Without this configuration file, the default logits-only distillation with scale and temperatures of 1.0 will be performed.

Training

Distillation is triggered by calling pretrain_gpt.py or pretrain_mamba.py with the following arguments:

bash
--export-kd-teacher-load <path-to-teacher-checkpoint>
--export-te-mcore-model

optionally alongside the additional following arguments:

bash
--export-kd-distill-cfg <path-to-distill-config-yaml-file>
--export-kd-teacher-model-config <path-to-teacher-model-config-file>

NOTE: If the teacher checkpoint happens to be in a different format from the student's (whose format is specified via --ckpt-format), it can be distinguished separately using the additional flag --export-kd-teacher-ckpt-format.

Distillation API and design

Knowledge Distillation is done via the NVIDIA Model Optimizer library.

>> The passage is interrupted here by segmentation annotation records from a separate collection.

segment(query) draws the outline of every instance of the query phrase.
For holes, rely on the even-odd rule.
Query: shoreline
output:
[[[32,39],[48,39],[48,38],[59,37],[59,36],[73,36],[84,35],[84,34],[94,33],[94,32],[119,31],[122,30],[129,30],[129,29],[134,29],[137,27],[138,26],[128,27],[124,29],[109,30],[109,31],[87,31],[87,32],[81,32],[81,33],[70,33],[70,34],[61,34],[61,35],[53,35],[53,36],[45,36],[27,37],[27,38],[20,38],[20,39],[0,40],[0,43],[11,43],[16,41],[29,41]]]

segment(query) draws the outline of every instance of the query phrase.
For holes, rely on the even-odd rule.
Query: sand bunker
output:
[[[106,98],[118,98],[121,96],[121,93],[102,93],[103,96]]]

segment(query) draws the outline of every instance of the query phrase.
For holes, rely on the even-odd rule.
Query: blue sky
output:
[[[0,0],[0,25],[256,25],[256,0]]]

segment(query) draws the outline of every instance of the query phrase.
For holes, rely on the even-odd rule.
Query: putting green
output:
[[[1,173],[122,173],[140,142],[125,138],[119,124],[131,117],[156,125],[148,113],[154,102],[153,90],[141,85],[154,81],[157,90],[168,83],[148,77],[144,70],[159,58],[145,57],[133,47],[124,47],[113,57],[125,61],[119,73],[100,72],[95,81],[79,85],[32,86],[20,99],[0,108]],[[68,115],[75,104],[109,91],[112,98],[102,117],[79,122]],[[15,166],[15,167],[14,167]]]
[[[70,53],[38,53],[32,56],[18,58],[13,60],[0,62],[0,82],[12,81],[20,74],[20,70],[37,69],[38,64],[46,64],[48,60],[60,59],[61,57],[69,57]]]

The model creation step wraps the base model as the student in a modelopt.torch.distill.DistillationModel wrapper which also contains the teacher model.

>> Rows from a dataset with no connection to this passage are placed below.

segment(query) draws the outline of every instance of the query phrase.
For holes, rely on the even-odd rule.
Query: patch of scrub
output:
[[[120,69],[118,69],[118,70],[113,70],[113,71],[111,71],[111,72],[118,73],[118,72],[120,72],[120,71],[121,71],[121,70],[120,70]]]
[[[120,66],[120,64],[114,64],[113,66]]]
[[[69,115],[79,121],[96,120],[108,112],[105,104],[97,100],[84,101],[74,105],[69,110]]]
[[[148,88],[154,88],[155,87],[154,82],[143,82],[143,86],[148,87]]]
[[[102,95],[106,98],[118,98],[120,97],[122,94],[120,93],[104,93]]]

Model Optimizer modifies the model using the loss criterion present in the distillation config yaml file, which defines a loss function between two module attribute names of the teacher and student model, respectively.

Default loss function used between logits is a KL-Divergence Loss and loss used among intermediate tensors is Cosine-Similarity, both defined in modelopt.torch.distill.plugins.megatron.

Restrictions

  • Interleaved Pipeline Parallel is unsupported for Distillation.

Known Issues

  • An unknown memory allocation (a few megabytes per microbatch) takes place when the model is converted to a modelopt.torch.distill.DistillationModel. If --manual-gc is enabled, it can easily lead to an OOM after some iterations.

  • A CUDA kernel issue is occurring where student's forward latency is severly prolonged compared to running student forward without a teacher model. This means the total time per iteration may be up to 40% longer than ideally expected.